November 7 marks the 1913 birth of Albert Camus, 1957 winner of the Nobel Prize in Literature for work that "illuminates the problems of the human conscience in our times." Those times were ones where the specter of tyranny loomed large during World War II and its aftermath, until his accidental death in 1960.

While best known as an existentialist and absurdist, his Nobel lecture highlighted why his insights are valuable to those devoted to liberty. Camus said the writer "cannot put himself today in the service of those who make history; he is at the service of those who suffer it." On their behalf, "the two tasks that constitute the greatness of [the writer's] craft [are]the service of truth and the service of liberty…rooted in two commitments, difficult to maintain: the refusal to lie about what one knows and the resistance to oppression." To commemorate his birthday this Saturday, his defense of liberty against tyranny merits remembering.

"In the twentieth century power wears the mask of tragedy."

"The tyrannies of today…no longer admit of silence or neutrality. One has to take a stand, be either for or against…I am against."

"The real passion of the twentieth century is servitude."

"By definition, a government has no conscience. Sometimes it has a policy, but nothing more."

"Totalitarian tyranny is no based on the virtues of the totalitarians. It is based on the mistakes of the liberals."

The principles which men give to themselves end by overwhelming their noblest intentions."

"The welfare of the people…has always been the alibi of tyrants…giving the servants of tyranny a good conscience."

"[P]olitical utopias justified in advance any enterprises whatever."

"All modern revolutions have ended in a reinforcement of the power of the State."

"Absolute domination by the law does not represent liberty."

"The only conception of freedom I can have is that of the prisoner or the individual in the midst of the state. The only one I know is freedom of thought and action."

"I should like to be able to love my country and still love justice."

"Freedom is not a gift received from the State or leader, but a possession to be won every day…"

"Freedom is not a reward or a decoration that is celebrated with champagne…It's a long distance race, quite solitary and very exhausting."

"Freedom is nothing else but a chance to get better, whereas enslavement is a certainty of the worse."

"Liberty ultimately seems to me, for societies and for individuals… the supreme good that governs all others."

"Instead of killing and dying in order to produce the being that we are not, we have to live and let live in order to create what we are."

"The aim of art, the aim of a life can only be to increase the sum of freedom and responsibility to be found in every man and in the world. It cannot, under any circumstances, be to reduce or suppress that freedom … "

"The current motto for all of us can only be this: without giving up anything on the plane of justice, yield nothing on the plane of freedom."

"More and more, when faced with the world of men, the only reaction is one of individualism. Man alone is an end unto himself. Everything one tries to do for the common good ends in failure."

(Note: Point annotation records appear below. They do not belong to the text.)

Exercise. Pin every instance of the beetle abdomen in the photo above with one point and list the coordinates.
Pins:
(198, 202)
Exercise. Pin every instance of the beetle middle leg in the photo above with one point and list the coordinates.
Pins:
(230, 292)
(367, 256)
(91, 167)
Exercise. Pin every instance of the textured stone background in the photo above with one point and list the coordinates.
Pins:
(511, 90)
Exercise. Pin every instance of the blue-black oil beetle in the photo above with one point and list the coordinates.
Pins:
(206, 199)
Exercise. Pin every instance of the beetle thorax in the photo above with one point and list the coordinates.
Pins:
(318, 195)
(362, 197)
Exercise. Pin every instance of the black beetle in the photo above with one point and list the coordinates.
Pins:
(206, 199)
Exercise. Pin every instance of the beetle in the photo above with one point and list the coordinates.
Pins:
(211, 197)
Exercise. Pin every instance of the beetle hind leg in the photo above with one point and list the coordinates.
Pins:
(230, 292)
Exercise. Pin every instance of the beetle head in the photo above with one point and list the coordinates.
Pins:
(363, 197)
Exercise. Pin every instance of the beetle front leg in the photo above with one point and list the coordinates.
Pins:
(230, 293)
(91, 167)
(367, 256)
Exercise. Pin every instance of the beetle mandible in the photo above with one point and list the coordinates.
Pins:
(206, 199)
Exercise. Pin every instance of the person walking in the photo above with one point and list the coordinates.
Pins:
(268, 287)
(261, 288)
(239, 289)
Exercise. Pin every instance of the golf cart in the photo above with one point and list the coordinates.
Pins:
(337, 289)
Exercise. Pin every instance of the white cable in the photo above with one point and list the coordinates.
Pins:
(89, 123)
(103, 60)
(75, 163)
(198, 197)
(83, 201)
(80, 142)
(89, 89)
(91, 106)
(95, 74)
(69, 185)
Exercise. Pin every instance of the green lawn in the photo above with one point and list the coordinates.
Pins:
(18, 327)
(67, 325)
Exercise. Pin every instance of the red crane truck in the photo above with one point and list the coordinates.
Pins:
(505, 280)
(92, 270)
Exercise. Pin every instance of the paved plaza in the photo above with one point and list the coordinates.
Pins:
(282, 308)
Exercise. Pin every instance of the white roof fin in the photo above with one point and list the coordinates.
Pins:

Albert Camus wrote when "the barricades of freedom have once more been thrown up. Once more justice must be bought with the blood of men." The crucial importance of defending liberty against tyranny was clear then. But unfortunately, many have forgotten that essential recognition, despite the web of softer tyrannies that increasingly surround us. That keeps Camus' insights, particularly that liberty is "the supreme good that governs all others," both valuable and powerful today, a half century after he wrote.